Backups in clouds are different from those in conventional setups. From the vendor's perspective, automation plays a major role. If automation can be restored quickly in the form of a boot infrastructure, bootstrapping the new platform is also fast, and only specific configuration files of the individual cloud services and their metadata need to be included in the backup. Everything else is generic and can be reproduced through automation when needed – and as often as desired.

On the other hand, the cloud is more uncomfortable for customers. Whereas in the past, the provider would take care of backups, now do-it-yourself is the order of the day – unless you make a special agreement with the provider specifically for this purpose. Large providers of public clouds in particular usually do not offer any products for backups, so customers are ultimately dependent on their own initiative.

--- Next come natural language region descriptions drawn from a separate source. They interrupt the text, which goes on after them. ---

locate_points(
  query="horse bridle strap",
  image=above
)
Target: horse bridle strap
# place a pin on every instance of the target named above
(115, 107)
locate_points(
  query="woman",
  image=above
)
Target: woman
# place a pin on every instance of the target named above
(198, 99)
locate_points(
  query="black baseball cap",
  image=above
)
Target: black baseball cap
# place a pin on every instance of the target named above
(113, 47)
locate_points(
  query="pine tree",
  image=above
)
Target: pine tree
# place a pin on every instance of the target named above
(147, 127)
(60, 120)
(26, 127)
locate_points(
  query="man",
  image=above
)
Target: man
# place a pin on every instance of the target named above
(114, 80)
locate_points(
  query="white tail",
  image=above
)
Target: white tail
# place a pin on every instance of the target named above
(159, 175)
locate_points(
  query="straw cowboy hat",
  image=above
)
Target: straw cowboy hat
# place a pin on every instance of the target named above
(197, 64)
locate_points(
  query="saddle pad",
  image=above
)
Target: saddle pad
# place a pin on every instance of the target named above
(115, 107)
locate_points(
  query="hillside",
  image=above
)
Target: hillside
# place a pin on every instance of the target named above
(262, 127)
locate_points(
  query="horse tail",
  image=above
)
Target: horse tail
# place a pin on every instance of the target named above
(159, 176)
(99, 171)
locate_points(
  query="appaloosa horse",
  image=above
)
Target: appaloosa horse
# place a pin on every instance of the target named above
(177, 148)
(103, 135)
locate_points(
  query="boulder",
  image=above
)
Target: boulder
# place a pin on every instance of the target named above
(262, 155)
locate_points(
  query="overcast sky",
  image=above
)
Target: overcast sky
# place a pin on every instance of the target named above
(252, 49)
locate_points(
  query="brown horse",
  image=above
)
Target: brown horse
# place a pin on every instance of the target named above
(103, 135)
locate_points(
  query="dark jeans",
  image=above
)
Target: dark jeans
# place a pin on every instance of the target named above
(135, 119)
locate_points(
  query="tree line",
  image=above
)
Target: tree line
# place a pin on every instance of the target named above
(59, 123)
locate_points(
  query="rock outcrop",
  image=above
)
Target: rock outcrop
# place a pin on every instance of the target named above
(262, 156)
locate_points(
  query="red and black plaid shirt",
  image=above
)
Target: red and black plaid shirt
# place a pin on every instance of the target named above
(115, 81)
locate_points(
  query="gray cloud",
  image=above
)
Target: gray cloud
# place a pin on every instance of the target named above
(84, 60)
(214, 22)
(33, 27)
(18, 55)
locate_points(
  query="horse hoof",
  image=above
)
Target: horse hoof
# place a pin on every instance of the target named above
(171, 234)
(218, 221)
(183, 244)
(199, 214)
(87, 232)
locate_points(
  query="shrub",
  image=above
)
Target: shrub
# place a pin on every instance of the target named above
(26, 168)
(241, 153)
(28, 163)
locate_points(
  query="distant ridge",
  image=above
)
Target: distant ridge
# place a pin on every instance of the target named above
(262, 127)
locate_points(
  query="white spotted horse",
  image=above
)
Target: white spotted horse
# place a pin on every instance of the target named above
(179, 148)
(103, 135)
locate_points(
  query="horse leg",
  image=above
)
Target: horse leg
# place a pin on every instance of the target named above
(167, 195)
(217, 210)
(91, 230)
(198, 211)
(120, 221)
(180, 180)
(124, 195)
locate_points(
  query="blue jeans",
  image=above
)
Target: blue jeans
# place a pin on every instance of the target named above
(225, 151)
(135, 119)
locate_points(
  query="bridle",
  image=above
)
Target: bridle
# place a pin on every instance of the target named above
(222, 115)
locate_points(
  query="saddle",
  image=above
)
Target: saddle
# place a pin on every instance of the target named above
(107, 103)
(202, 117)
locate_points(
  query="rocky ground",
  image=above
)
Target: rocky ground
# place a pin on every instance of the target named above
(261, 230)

For large parts of a setup, the same applies as for the underlay: Automation, orchestration, and CI/CD are the keys to success. In the end, only the genuinely persistent data of a virtual environment should be backed up (e.g., customer data from a database).

All virtual instances of the setup, infrastructure, and software required in the environment must be reproducible at all times. If you take this advice to heart, you will usually have very small backup volumes, without spoiling your fun in the cloud.

Clearly, backup habits from the school of "back up everything" have no place in the cloud. Because backups of whole VMs or complete containers eat up a large amount of disk space for repeatedly backing up the same data and because backups of this kind cannot be restored faster than backups made and restored with cloud tools, it is simply pointless to back up everything.

If you consistently use cloud tools, however, you will also make life easier for yourself in other situations. Database updates are far easier if the database and data records are separated from each other, making it easy to create a new DB instance with updated software, into which you then only insert the existing dataset – all done.